🌐 Try the interactive explorer → — predict concrete strength from mix composition in your browser, no installation needed.
Concrete, the second most widely used material in the world, accounts for 6–8% of global anthropogenic CO₂ emissions, largely due to Portland cement production (~0.8 tons CO₂ per ton of cement). Here, we introduce BOxCrete, an open-source Bayesian optimization framework for probabilistic strength curve prediction and sustainable mix design. We invite researchers and practitioners from all disciplines including AI, machine learning, computer science, materials science, and civil engineering to collaborate on discovering more sustainable concrete formulations that are applicable to a wide array of construction projects, at scale. For more information, please see "BOxCrete: A Bayesian Optimization Open-Source AI Model for Concrete Strength Forecasting and Mix Optimization".

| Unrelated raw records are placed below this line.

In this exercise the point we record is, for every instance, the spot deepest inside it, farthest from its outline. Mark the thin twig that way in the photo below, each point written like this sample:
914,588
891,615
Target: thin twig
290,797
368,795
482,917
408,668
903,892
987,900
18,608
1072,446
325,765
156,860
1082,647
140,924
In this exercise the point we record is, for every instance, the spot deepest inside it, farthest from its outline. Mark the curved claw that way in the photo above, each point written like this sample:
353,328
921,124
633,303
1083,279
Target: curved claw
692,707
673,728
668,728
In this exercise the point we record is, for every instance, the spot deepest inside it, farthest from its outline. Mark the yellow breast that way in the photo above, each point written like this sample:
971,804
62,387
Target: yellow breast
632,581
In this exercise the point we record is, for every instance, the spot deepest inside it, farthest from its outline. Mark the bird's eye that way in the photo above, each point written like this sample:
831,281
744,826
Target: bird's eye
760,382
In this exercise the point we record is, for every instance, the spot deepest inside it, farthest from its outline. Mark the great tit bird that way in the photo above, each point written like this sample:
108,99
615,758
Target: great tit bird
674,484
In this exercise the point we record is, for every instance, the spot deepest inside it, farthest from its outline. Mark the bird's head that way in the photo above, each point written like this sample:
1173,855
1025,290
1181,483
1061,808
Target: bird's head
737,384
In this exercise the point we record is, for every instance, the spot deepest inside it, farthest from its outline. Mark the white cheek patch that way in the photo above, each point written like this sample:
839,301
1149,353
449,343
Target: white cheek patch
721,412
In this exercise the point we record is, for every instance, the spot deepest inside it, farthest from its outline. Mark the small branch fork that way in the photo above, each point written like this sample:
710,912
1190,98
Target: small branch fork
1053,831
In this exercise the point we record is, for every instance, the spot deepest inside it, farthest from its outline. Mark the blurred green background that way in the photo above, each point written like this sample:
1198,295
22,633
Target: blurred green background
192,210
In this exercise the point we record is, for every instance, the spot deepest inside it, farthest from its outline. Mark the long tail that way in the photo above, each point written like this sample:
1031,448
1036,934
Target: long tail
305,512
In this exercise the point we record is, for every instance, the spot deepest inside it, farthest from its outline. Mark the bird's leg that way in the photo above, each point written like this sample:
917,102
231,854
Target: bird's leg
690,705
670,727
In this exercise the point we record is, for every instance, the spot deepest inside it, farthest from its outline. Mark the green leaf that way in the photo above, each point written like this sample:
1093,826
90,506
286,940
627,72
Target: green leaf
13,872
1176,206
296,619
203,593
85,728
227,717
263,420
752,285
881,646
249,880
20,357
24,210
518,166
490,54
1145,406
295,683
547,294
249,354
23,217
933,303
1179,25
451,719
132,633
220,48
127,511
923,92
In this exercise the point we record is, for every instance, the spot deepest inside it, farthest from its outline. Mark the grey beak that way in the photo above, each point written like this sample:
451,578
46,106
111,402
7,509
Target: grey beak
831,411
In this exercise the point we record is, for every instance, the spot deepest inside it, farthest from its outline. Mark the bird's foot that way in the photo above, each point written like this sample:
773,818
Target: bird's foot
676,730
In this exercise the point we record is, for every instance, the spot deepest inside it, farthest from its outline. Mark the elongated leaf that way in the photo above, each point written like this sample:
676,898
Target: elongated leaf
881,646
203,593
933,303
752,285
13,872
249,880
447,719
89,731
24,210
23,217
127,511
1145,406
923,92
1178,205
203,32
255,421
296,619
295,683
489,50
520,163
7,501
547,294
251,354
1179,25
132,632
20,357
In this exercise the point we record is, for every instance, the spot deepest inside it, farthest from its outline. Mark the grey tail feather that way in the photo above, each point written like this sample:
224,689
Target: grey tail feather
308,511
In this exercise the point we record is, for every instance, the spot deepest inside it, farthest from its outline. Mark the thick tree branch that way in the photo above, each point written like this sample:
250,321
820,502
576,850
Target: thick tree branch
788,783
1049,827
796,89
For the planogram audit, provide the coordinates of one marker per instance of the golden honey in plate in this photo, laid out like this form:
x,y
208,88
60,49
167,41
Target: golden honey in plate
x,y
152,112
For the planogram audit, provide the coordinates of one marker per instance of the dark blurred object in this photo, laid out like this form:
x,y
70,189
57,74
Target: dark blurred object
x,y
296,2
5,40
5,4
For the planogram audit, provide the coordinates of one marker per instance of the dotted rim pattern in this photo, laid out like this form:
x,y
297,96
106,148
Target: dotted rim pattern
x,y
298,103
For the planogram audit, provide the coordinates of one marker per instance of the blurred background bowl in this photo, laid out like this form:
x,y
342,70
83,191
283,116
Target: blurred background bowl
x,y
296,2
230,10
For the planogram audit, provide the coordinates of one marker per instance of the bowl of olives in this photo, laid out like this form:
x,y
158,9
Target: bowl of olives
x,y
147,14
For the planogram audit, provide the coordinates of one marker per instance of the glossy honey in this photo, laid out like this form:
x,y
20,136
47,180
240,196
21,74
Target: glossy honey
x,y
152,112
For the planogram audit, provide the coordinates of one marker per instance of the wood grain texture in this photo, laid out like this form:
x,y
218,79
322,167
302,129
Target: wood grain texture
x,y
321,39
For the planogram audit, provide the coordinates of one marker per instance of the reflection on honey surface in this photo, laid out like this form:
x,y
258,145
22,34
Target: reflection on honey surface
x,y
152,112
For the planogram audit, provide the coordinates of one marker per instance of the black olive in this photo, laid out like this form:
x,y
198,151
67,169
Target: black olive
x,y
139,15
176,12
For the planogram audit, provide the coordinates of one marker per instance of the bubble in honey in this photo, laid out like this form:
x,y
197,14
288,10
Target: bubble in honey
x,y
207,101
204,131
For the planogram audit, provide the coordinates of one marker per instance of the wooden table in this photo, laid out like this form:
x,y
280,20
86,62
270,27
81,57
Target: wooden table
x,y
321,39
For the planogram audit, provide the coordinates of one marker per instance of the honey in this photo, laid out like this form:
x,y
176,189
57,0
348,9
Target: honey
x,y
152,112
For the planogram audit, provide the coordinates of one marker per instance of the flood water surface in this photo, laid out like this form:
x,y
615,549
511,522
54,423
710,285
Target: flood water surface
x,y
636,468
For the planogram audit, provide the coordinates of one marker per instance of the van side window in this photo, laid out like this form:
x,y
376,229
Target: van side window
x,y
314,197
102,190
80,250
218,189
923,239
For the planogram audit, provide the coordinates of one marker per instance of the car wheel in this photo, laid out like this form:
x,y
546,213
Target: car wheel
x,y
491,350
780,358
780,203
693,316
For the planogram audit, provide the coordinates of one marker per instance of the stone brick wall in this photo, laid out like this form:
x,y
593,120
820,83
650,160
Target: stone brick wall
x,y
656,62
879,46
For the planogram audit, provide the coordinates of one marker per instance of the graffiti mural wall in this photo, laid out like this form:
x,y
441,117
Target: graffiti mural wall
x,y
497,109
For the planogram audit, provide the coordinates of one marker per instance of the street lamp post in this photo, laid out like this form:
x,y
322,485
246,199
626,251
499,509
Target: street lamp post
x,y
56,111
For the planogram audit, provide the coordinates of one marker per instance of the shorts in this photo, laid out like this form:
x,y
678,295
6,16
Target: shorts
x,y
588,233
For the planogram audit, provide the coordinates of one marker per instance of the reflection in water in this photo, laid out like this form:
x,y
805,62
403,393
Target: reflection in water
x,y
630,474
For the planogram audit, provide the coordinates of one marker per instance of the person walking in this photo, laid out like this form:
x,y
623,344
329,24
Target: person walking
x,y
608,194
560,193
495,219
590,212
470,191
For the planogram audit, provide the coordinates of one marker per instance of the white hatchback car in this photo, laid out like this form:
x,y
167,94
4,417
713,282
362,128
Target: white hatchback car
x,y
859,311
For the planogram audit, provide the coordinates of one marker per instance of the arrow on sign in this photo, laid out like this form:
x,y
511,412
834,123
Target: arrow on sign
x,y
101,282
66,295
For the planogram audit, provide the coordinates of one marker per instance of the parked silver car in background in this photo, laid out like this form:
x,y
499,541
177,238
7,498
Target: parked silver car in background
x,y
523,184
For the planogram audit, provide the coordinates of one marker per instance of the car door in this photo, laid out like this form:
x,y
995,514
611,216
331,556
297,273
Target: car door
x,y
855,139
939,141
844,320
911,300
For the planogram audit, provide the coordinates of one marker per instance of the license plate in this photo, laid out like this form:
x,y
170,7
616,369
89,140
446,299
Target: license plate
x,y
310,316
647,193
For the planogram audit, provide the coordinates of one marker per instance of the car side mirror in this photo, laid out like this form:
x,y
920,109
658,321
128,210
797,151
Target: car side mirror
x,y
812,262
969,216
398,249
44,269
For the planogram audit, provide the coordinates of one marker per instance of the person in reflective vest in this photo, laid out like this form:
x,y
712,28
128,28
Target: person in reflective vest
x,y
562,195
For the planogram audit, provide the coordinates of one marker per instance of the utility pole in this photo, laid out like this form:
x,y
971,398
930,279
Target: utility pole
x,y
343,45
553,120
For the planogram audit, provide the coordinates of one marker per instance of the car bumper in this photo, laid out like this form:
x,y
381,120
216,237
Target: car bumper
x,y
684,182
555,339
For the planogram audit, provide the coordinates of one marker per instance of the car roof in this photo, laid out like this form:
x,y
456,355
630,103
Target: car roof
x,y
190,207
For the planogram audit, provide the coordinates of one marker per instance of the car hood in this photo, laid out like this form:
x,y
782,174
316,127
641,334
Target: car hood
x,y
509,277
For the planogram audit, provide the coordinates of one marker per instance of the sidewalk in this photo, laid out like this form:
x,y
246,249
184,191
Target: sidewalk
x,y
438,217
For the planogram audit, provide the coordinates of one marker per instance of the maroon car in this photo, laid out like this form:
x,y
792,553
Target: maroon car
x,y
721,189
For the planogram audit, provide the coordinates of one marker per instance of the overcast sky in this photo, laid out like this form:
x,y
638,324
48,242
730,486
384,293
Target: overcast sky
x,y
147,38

This repository contains probabilistic models and data for the
- Compressive strength of concrete and mortar mixes
- The associated global warming potential (GWP)
- Slump prediction using Gaussian Process regression with derived features
as a function of their composition, consisting of cement, fly ash, slag, fine and coarse aggregate, admixtures, and water, to name a few basic ingredients. See boxcrete/models.py for implementation details.
- BOxCrete data (
data/boxcrete_data.csv): Combined mortar and concrete mix compositions with strength measurements at multiple curing ages, GWP values, and multiple material sources. This is the single unified dataset used for all model training.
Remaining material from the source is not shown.